In my past few blog posts (excluding the last one), I've primarily discussed the political race in the US primaries. Recently, we also had a referendum in the UK about leaving the EU (so-called Brexit) in which the UK chose to leave in a ~52%-48% lead. In this post, the results of Brexit or the US primaries are rather irrelevant, except in the more general aspects of prediction.
Misuse of Brexit Polls:
First off, there's been a lot of talk about how disastrous polling was in the UK from Brexit and there's also been discussion about polling failures more generally. So I'll begin by talking about the poll results coming into Brexit. Some are using arguments that say polling was completely useless because there were polls showing Remain over Leave by a large margin the day before the polls. Of course, when we use polls we've gotta remember that any given poll comes with a margin of error, can be poorly done by a polling firm, the poll can be an outlier, and a whole host of other factors. In other words, there's a real problem taking one particular day or one particular poll too seriously.
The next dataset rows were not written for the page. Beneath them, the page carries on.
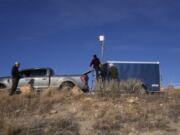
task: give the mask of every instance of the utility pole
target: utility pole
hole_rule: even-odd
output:
[[[104,58],[104,41],[105,41],[104,35],[100,35],[99,42],[100,42],[100,46],[101,46],[101,61],[103,61],[103,58]]]

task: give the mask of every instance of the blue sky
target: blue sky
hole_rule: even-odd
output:
[[[0,76],[22,68],[82,73],[104,34],[105,60],[160,61],[180,82],[179,0],[0,0]]]

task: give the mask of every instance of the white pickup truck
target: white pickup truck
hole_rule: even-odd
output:
[[[31,68],[19,72],[18,89],[26,84],[31,84],[34,89],[40,90],[45,88],[72,89],[75,85],[80,87],[84,92],[89,91],[88,76],[82,75],[55,75],[51,68]],[[11,77],[0,78],[0,89],[10,89],[12,86]]]

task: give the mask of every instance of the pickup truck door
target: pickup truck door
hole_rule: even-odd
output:
[[[21,73],[22,78],[18,87],[32,83],[33,88],[47,88],[49,86],[49,76],[47,69],[26,70]]]

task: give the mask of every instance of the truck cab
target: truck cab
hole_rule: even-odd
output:
[[[47,88],[50,85],[50,77],[54,75],[51,68],[33,68],[20,71],[21,79],[18,87],[32,84],[33,88]]]

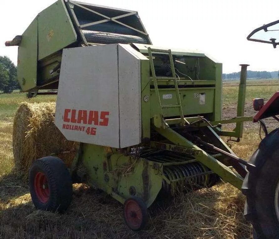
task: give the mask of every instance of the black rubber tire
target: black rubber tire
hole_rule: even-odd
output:
[[[279,222],[274,204],[279,182],[279,129],[261,142],[251,157],[255,167],[250,169],[242,186],[246,196],[245,218],[253,227],[254,239],[279,238]]]
[[[35,189],[35,177],[39,172],[45,176],[49,189],[49,198],[45,203],[39,199]],[[64,162],[58,158],[45,157],[35,161],[29,171],[29,185],[32,201],[38,209],[63,212],[71,204],[72,179]]]
[[[126,213],[125,213],[127,204],[128,202],[131,201],[137,204],[140,209],[142,215],[141,222],[136,226],[131,225],[131,224],[129,223],[129,220],[127,218]],[[125,222],[129,228],[134,231],[140,231],[144,227],[147,222],[148,218],[147,207],[142,199],[135,196],[133,196],[127,199],[125,201],[123,209],[123,215]]]

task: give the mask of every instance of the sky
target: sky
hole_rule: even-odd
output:
[[[253,30],[279,19],[277,0],[83,0],[137,11],[153,45],[198,50],[223,64],[223,73],[279,70],[279,47],[248,41]],[[0,55],[16,64],[17,47],[4,43],[22,34],[55,0],[10,0],[0,7]]]

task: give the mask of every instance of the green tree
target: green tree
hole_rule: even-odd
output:
[[[0,90],[4,91],[9,85],[9,73],[0,63]]]
[[[5,93],[11,93],[13,90],[19,88],[17,67],[7,56],[0,56],[0,90]]]

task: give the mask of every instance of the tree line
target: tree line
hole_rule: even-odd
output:
[[[234,72],[229,74],[223,74],[222,75],[222,78],[225,81],[238,80],[240,78],[240,72]],[[261,79],[279,78],[279,71],[272,72],[247,71],[247,77]]]
[[[17,67],[7,56],[0,56],[0,91],[10,93],[19,88]]]

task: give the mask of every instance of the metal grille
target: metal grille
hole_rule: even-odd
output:
[[[83,30],[87,42],[101,44],[130,43],[147,44],[147,40],[140,36],[102,31]]]

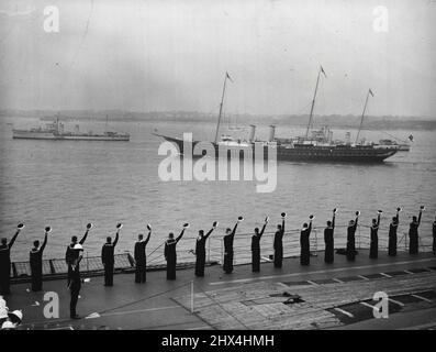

In other words, properly using polling means that the most important factor to take into account are polling averages across a wide array of polls from different methodologies. If the polls are relatively accurate and in line with one another, then that tells us the polls have a better chance of being accurate. If the polls are all over the place (like it was with many Brexit polls), then you can basically toss them out for the most part.
In the specific case of Brexit, not only were many of the polls all over the place but the Huffington Post polling average basically had Leave and Remain neck and neck for weeks with a very small margin. In other words, a proper diagnosis of the polls--assuming they were representative of the population--should've told us that the chance of a Leave vs a Remain is basically close to 50/50. Sure enough, that's what we got. We also know that there were certain demographic components like the young favoring Remain by a large margin while older voters were favoring Leave alongside more educated voters favoring Remain while those less-educated favoring Leave. So what does that tell us? Well, we know that older voters have higher turnout and younger voters have lower turnout. So that fact alone would tell us that it may actually make sense to favor Leave because older voters will likely have higher turnout. However, the educational factor tells us the same thing about favoring Remain. In essence, we should've expected a very close vote.
So anyone saying that this Leave vote was ridiculous or absurd or totally unpredictable where the polls were completely wrong is really just not sound thinking. Quite frankly, that's just about as terrible as a use of polling as anyone could have. So why did the betting markets have Remain at such high odds? I don't know, but if I had been given those kinds of odds before the election, I'd have taken them (I bought a straddle on a UK equity ETF expecting much higher volatility off things like this, on which I was correct).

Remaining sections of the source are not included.